Hi all- just want to check I understand the memory consumption of some code that involves broadcasting; it increases by an order of magnitude when I request gradients.
Using a gpu,
device = torch.device('cuda:0')
I build two “batched” tensors and a fixed tensor to apply to them:
d0, d1 = 100, 1000
batch_size = 800
x_ng = torch.randn(batch_size, d0, 1, requires_grad=False).to(device)
x_g = torch.randn(batch_size, d0, 1, requires_grad=True).to(device)
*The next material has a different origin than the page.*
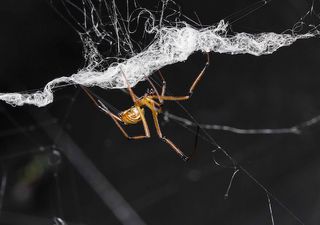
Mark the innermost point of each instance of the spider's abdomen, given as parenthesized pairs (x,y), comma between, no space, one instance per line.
(131,116)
U = torch.randn(1, d1, d0).to(device)
Then I check gpu memory allocation for performing a matmul - it spikes when a broadcast is required with an input requiring gradients:
check_mem = lambda s : print(f"{s}: {torch.cuda.memory_allocated()/1e6:.3f} MB")
check_mem("Before computation")
#requires broadcasting U, no grads
y_ng = torch.matmul(U, x_ng)
check_mem("After no-grad matmul")
del y_ng
#requires broadcasting U, grads
y_g = torch.matmul(U, x_g)
check_mem("After grad matmul")
del y_g
# no broadcast, grads
y_g = torch.matmul(U.squeeze(), x_g)
check_mem("After grad matmul (no broadcast)")
del y_g
with the result
Before computation: 8.923 MB
After no-grad matmul: 12.123 MB
After grad matmul: 332.123 MB
After grad matmul (no broadcast): 12.123 MB
Here’s what I think is going on: when grads are required, pytorch needs to store the tensor multiplying x, and this cached version is taken after the broadcast - hence the large size. Is this accurate? Note that the size of the output tensor is the same in each case.
I don’t see anything related in the broadcasting docs.